Marres and Participatory Relevance

As an addition to this post Marres has a new ahead-of-print article in Social Studies of Science building on her concept of ‘experimental political ontology’. It is available (subs. only) here.

This last week I have delved into two books. First up was John Law’s (2004) After Method: Mess in Social Science Research, second was Noortje Marres’s recent title Material Participation: Technology, the Environment and Everyday Publics (2013). Both authors I’m relatively familiar with already and I’ve been dipping into Material Participation on and off for a while but have reserved a complete read of it until now. Law’s I read across two sittings without having touched it previously. What is perhaps obvious from scanning each title is both books have different objectives. Nonetheless there are similar aims in both; to re-define a concept. Put somewhat pithily, Law wants to open a dialogue on the concept of method, although it is far from a traditional methods textbook. Marres on the other hand, wants to start a discussion on the material nature of political participation. Both come from an STS background. Law has worked with the likes of Annemarie Mol and Michel Callon, whilst Marres was a student of Bruno Latour so their respective titles can be said to overlap if academic association is our only multiplier of interest.

The aim of this post is actually to tease out some of the greater passages of Marres’ book and place them in relation to my own work. Law’s will be positioned as an ambitious attempt to reconstruct the nature of method in the social sciences that tallies and overlaps with Marres’ desire to re-mould the nature of political participation. For my own work, the former affects how I can handle the latter.

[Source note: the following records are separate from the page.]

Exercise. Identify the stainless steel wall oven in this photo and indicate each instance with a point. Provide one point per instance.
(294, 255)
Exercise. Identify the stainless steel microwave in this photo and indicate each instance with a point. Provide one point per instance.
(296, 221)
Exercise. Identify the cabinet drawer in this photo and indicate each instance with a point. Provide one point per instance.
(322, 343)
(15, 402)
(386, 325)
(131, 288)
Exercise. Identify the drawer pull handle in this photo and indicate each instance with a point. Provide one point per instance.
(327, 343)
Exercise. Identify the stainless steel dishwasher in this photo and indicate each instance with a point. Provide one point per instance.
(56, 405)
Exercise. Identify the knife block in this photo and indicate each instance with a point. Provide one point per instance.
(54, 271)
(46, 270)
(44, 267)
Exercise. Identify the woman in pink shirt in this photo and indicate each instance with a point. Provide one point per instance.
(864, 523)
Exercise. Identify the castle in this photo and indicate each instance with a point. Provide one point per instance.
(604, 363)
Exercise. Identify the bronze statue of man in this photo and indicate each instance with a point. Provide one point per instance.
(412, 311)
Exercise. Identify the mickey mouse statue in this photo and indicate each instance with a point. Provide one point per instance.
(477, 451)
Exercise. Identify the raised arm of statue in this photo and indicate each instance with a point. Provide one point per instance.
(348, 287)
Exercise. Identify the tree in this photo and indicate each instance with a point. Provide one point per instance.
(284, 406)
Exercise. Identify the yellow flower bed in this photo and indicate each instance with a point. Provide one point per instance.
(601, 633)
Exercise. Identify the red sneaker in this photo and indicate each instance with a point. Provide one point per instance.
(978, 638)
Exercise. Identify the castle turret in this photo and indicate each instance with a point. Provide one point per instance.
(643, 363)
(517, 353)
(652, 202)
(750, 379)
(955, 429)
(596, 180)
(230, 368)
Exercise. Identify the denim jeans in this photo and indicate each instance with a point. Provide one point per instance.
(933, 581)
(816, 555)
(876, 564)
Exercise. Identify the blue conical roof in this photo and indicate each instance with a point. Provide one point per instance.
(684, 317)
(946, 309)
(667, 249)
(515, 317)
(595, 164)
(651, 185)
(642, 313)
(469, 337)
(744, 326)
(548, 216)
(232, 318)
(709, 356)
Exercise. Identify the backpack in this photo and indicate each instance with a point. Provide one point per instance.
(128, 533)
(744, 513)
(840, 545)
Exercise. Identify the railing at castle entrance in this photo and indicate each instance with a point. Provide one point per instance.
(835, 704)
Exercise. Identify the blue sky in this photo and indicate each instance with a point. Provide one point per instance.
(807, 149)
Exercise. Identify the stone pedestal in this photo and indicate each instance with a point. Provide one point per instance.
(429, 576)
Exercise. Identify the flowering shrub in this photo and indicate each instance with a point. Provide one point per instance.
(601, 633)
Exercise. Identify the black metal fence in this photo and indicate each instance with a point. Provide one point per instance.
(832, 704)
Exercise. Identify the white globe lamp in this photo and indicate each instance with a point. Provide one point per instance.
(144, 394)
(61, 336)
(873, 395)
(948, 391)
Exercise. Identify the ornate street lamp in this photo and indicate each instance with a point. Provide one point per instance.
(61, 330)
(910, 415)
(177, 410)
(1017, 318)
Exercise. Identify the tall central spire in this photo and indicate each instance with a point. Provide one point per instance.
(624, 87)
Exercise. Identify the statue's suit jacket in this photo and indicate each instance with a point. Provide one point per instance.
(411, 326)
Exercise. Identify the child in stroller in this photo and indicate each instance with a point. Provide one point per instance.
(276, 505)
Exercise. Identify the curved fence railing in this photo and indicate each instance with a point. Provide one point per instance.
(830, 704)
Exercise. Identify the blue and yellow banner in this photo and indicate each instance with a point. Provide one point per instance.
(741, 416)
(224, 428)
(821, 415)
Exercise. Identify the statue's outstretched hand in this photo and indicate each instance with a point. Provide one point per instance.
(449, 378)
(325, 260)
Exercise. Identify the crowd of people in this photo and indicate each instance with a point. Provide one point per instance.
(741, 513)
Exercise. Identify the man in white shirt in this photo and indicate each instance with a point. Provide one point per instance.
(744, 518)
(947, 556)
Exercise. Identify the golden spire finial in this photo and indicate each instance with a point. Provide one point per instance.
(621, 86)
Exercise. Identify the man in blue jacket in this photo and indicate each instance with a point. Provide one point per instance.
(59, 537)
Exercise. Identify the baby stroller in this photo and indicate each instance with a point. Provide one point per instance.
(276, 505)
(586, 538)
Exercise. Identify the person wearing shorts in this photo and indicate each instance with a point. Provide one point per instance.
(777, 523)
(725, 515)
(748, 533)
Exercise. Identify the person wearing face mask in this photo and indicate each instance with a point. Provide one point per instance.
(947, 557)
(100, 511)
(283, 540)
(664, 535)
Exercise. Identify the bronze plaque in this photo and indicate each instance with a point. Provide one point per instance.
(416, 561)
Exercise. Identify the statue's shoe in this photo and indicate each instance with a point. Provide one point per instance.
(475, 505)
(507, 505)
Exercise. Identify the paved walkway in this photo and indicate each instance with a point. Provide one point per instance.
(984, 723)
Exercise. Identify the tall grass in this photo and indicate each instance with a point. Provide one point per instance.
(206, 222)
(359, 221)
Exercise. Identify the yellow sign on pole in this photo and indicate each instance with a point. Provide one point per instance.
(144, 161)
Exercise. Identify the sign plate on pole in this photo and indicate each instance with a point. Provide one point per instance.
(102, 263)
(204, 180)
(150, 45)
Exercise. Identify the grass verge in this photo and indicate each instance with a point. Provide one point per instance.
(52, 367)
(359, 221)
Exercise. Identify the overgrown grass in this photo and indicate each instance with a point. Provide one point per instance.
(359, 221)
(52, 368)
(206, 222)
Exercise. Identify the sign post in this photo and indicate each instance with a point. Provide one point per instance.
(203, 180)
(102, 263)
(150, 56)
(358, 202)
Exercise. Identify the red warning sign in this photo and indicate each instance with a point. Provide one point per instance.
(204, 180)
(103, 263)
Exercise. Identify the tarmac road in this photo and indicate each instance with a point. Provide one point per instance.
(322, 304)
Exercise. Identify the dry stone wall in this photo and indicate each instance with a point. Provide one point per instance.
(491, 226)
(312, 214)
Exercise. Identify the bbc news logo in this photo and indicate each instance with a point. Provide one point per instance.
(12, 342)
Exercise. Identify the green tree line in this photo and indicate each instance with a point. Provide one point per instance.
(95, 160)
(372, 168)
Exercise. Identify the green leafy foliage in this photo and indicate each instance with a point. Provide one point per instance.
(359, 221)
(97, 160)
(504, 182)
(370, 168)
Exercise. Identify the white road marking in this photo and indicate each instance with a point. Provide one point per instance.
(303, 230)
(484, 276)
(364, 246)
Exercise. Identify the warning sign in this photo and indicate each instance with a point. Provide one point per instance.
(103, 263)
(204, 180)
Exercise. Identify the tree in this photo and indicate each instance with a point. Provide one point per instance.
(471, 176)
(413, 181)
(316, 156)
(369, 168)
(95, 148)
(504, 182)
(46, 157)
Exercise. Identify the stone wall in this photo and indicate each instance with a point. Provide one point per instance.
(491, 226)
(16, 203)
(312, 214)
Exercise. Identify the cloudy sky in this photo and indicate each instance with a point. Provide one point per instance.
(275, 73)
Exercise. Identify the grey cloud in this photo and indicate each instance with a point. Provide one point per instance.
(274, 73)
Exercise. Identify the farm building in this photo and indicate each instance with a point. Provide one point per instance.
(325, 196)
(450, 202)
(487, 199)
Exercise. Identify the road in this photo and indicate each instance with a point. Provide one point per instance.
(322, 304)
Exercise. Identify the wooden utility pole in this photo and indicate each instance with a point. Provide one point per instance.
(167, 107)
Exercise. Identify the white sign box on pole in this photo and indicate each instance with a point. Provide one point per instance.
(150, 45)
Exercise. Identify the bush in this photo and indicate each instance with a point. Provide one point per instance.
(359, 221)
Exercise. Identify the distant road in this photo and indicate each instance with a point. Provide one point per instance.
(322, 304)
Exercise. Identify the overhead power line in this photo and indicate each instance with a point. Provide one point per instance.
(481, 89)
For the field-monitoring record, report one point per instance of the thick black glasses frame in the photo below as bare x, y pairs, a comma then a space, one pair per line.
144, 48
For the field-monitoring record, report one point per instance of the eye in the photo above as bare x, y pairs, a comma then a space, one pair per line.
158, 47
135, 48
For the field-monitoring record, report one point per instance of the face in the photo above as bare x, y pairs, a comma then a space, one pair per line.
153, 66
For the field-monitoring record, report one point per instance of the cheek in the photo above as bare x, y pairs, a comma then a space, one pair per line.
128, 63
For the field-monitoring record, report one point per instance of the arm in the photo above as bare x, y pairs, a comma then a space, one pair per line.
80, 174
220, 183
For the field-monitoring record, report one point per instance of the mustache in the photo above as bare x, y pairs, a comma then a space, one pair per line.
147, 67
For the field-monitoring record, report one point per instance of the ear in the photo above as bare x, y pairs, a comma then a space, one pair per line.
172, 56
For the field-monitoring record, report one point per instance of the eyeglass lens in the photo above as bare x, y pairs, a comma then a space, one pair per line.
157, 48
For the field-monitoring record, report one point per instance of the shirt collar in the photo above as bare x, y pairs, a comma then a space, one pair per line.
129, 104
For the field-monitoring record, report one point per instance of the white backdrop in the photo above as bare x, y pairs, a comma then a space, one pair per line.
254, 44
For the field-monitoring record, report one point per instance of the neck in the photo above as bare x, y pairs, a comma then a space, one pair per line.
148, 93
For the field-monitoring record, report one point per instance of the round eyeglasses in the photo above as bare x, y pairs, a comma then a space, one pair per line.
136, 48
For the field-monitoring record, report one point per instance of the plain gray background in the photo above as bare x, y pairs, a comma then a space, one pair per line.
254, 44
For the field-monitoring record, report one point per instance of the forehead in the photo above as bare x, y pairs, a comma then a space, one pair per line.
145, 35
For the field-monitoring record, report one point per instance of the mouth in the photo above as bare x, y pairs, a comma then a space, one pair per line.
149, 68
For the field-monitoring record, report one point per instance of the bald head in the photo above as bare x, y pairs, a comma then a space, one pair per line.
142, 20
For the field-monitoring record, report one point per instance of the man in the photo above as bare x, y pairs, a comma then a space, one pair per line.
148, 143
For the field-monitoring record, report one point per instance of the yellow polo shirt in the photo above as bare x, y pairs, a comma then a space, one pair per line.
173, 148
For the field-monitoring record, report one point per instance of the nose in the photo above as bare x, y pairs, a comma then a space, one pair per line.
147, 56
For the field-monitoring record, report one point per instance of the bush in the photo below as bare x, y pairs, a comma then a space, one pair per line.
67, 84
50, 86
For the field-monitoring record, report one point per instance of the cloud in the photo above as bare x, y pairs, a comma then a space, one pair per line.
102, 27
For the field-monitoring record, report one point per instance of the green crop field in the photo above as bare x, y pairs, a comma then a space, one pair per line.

Because I want to keep this relatively sweet I’m actually going to restrict myself to a discussion of Marre’s final chapter (‘Re-distributing Problems of Participation’) rather than wade through every single one. It is in this section that Marres expands on her notion of ‘device-centred’ political participation and engages with some cartographic metaphors employed by sociologist Alfred Schutz back in the 1960s. Whilst the first, perhaps needless to say, is a driving force of Material Participation, the second is a more cursory point to introduce a discussion of relationalism which I think can be fed back into digital mapping theory.

isohype

When Marres talks of ‘devices’ she means tools, technological apparatus’, gadgets and nothing else. Devices like energy calculators, monitors and everyday interfaces. The type touted by utility companies to calculate water, gas and electricity prices ‘more accurately’, or for consumers to reduce energy consumption and cost or for educators to involve young people in environmental narratives of social responsibility. What Marres wants to use Schutz for is to ‘call[…] into question the wisdom of assuming a fixed geometry of [political] relevance’ (143). He borrowed the term ‘isohypse’ from cartography to further this notion of relevance. Schutz’s use of the term was designed to draw attention to lines of equal significance, contours of interest, or isohypses of political relevance. Marres’ greater point of reference is the notion of the ‘community of the affected’ as she discussed in chapter 2 – that swirling abstract mass of people in some way embroiled in a matter or issue. The world of GIS and digital mapping hasn’t escaped (in fact, readily embraced) the more instrumentalist appropriations of the phrase in the way of cost-benefit analyses of planning decisions and wind-farm construction, for example. Marres’ cases also readily spin on environmental narratives.

In both her talk of devices and political relevance, however, Marres wants to foreground immanence and emergence rather than background and projection. Everyday devices allow a material form of participation to bubble up. Schutz’s cartographic metaphors point to a kind of ‘topological’ political community built not on typological categorization but on agential capacity. Both deny that only strict geometric arenas for participation can exist (parliament, judicial inquiry, courtroom). Both understand the rabid nature of political formation and de-formation.

Marres’ debate in Material Participation has particular implications for how we can think through digital mapping practices. If we take this double assault (device-politics and topological politics) into the world of digital mapping we can say two things. Firstly, that digital maps as deployed on devices can be political in their use (and not simply in their institutional origin) and secondly, that digital maps operate on the basis of relevance or theme rather than geometric distance per se. Far more actors can be brought into the arena if we follow these two methodological pillars. This is why Law’s After Method teams up nicely with Material Participation. Both are attempts to reconstitute the nature of a concept (method and politics) and shift its boundaries – shift the debate. Both prove useful if we want to (perhaps ambitiously!) re-conceive the practice of digital mapping. Use of a digital map can problematize political action irregardless of whether it is a military map of enemy territory, an automobile sat-nav for everyday commuting, or a mobile urban zombie game. These ‘heterogeneous assemblies’ as Callon and others have called them, implicate humans in everyday politics, the kinds of isohypses of relevance that Marres seeks to tease out in Material Participation.